HOGE RAAD DER NEDERLANDEN
STRAFKAMER
Nummer19/04135
Datum21 september 2021
ARREST
op het beroep in cassatie tegen een arrest van het gerechtshof Arnhem-Leeuwarden van 2 september 2019, nummer 21-006256-17, in de strafzaak
tegen
[verdachte] ,
geboren te [geboorteplaats] op [geboortedatum] 1986,
hierna: de verdachte.

1.Procesverloop in cassatie

Het beroep is ingesteld door de verdachte. Namens deze hebben R.I. Takens en T.P.A.M. Wouters, beiden advocaat te Amsterdam, bij schriftuur cassatiemiddelen voorgesteld. De schriftuur is aan dit arrest gehecht en maakt daarvan deel uit.
De advocaat-generaal P.C. Vegter heeft geconcludeerd tot vernietiging van de uitspraak van het hof, doch uitsluitend wat betreft de strafoplegging en tot terugwijzing naar het hof Arnhem-Leeuwarden, zittingsplaats Arnhem, opdat de zaak ten aanzien daarvan opnieuw wordt berecht en afgedaan en tot verwerping van het beroep voor het overige.

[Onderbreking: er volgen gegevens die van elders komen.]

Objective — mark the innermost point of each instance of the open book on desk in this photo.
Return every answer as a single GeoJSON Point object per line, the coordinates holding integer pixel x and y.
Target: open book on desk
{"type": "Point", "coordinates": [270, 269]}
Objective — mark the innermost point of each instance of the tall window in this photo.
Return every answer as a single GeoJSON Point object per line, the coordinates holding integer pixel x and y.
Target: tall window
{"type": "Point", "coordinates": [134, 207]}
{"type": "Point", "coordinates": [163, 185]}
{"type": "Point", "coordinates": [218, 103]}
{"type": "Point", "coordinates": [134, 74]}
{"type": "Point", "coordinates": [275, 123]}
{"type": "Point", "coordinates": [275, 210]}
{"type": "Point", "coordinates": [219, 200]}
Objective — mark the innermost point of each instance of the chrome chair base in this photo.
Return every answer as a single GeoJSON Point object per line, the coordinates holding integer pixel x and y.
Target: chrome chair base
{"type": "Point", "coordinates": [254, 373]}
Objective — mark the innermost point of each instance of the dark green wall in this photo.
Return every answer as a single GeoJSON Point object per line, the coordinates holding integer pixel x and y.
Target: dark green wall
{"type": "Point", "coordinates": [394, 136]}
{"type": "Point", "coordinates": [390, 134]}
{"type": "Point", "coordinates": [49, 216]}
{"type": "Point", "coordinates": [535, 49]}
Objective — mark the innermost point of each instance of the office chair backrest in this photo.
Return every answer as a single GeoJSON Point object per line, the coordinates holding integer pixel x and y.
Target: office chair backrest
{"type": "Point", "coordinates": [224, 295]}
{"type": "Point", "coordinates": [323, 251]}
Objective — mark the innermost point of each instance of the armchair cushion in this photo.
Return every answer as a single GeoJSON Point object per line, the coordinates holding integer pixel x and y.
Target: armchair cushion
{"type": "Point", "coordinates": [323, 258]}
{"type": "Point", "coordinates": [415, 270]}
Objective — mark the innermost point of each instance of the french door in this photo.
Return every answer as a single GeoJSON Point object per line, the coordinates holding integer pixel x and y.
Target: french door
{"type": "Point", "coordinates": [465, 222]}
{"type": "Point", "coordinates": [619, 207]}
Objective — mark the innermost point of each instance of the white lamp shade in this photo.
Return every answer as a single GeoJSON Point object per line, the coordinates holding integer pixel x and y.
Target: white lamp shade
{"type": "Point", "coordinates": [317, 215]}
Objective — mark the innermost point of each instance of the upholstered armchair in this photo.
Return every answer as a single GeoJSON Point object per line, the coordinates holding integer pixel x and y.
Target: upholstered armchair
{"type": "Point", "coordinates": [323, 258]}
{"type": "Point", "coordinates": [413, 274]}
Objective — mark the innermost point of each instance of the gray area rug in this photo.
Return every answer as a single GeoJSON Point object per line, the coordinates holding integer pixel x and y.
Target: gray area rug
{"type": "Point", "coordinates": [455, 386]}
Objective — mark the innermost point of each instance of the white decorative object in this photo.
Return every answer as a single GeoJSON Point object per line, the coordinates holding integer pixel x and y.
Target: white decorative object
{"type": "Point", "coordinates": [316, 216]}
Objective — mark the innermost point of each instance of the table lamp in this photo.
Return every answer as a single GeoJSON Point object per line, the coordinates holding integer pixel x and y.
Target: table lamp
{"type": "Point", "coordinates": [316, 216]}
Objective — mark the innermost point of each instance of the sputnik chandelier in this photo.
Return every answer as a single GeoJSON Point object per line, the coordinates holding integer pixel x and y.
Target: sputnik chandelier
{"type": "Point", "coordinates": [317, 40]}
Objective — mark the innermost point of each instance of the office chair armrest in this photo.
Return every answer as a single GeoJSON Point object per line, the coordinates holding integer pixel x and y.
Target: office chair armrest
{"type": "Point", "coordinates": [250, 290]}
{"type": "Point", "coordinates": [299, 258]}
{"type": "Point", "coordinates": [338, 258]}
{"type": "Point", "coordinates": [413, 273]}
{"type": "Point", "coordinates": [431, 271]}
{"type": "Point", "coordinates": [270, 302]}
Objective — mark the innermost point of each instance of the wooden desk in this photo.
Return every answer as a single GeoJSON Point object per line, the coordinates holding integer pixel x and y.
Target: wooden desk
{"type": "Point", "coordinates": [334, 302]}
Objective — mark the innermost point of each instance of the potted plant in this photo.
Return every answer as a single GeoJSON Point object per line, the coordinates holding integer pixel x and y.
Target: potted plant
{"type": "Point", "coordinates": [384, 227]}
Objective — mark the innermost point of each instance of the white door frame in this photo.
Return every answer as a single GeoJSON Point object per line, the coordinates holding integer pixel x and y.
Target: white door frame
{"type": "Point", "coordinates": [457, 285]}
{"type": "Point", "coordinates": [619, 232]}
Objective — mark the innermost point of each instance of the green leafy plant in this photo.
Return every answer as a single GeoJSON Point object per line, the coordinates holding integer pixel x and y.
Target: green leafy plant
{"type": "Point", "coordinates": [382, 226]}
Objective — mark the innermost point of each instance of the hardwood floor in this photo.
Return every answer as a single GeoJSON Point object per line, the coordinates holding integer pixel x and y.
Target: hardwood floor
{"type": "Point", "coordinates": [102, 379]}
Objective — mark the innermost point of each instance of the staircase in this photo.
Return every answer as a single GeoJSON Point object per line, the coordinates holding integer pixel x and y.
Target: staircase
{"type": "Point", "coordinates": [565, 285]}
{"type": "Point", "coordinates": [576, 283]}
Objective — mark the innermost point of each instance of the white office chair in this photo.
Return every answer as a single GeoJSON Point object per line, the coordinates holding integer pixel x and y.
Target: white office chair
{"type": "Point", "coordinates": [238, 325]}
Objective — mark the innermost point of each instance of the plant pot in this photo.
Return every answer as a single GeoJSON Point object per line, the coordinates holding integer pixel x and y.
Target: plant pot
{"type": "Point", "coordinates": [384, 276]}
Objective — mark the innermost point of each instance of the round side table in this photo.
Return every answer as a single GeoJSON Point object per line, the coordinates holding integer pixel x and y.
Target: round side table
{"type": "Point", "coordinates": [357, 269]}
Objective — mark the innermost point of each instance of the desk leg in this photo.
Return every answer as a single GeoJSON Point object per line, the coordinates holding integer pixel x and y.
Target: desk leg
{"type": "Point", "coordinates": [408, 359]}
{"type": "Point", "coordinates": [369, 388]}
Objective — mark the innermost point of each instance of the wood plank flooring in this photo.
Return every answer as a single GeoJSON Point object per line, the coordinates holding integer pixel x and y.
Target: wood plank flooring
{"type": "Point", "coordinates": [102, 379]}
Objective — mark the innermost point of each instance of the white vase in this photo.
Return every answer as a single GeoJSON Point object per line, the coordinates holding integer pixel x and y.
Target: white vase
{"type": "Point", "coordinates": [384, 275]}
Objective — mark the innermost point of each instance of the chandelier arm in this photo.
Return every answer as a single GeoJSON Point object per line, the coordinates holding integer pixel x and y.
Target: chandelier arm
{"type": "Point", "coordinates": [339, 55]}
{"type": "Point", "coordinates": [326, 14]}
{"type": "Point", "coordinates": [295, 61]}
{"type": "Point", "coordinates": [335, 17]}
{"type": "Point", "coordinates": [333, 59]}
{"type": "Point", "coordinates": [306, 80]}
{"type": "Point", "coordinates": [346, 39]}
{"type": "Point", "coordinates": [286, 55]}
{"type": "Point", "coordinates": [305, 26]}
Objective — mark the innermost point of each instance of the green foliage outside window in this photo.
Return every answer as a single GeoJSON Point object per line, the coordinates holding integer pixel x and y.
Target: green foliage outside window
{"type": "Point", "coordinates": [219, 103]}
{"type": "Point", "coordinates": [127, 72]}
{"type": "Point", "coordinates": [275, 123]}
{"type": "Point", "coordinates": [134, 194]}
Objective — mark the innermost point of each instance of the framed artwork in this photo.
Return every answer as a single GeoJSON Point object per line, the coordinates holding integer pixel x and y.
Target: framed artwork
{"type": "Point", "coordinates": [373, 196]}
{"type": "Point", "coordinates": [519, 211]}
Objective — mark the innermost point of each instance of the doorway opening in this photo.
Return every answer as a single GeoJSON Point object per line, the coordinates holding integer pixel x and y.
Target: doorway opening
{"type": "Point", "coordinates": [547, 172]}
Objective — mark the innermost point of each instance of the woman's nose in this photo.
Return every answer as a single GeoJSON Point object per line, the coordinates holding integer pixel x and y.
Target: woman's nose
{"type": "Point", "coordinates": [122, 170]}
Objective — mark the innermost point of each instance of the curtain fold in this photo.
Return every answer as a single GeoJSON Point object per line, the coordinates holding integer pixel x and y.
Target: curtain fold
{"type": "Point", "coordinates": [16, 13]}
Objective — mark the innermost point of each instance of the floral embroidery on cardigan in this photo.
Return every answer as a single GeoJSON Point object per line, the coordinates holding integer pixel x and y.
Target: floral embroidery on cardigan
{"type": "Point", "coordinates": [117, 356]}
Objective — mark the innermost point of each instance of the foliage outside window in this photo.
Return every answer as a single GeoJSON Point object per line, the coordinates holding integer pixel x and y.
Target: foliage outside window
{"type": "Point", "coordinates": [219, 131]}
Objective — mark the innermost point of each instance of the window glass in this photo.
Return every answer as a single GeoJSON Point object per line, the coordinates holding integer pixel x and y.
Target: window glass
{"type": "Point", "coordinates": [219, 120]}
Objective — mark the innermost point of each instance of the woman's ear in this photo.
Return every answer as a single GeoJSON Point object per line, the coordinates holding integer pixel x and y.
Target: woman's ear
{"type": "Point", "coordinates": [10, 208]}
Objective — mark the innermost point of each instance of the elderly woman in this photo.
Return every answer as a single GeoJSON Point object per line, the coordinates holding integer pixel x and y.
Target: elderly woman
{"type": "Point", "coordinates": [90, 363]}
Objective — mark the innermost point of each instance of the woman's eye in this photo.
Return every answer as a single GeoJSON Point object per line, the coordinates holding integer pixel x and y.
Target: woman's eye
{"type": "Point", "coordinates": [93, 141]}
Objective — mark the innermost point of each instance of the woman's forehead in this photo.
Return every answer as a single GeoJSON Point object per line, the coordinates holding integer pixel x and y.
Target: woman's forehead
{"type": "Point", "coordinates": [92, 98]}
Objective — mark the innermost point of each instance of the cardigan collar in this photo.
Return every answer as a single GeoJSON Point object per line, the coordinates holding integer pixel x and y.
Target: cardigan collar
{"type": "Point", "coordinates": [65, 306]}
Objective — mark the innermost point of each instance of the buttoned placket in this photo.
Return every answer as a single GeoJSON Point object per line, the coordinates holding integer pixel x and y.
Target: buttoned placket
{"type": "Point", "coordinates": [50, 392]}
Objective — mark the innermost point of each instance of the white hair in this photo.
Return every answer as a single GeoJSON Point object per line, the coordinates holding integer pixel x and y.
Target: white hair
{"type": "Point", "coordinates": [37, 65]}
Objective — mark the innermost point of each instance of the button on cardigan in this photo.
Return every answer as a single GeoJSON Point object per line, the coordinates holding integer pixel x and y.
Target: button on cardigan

2.Beoordeling van het eerste cassatiemiddel

De Hoge Raad heeft de klachten over de uitspraak van het hof beoordeeld. De uitkomst hiervan is dat deze klachten niet kunnen leiden tot vernietiging van die uitspraak. De Hoge Raad hoeft niet te motiveren waarom hij tot dit oordeel is gekomen. Bij de beoordeling van deze klachten is het namelijk niet nodig om antwoord te geven op vragen die van belang zijn voor de eenheid of de ontwikkeling van het recht (zie artikel 81 lid 1 van de Wet op de rechterlijke organisatie).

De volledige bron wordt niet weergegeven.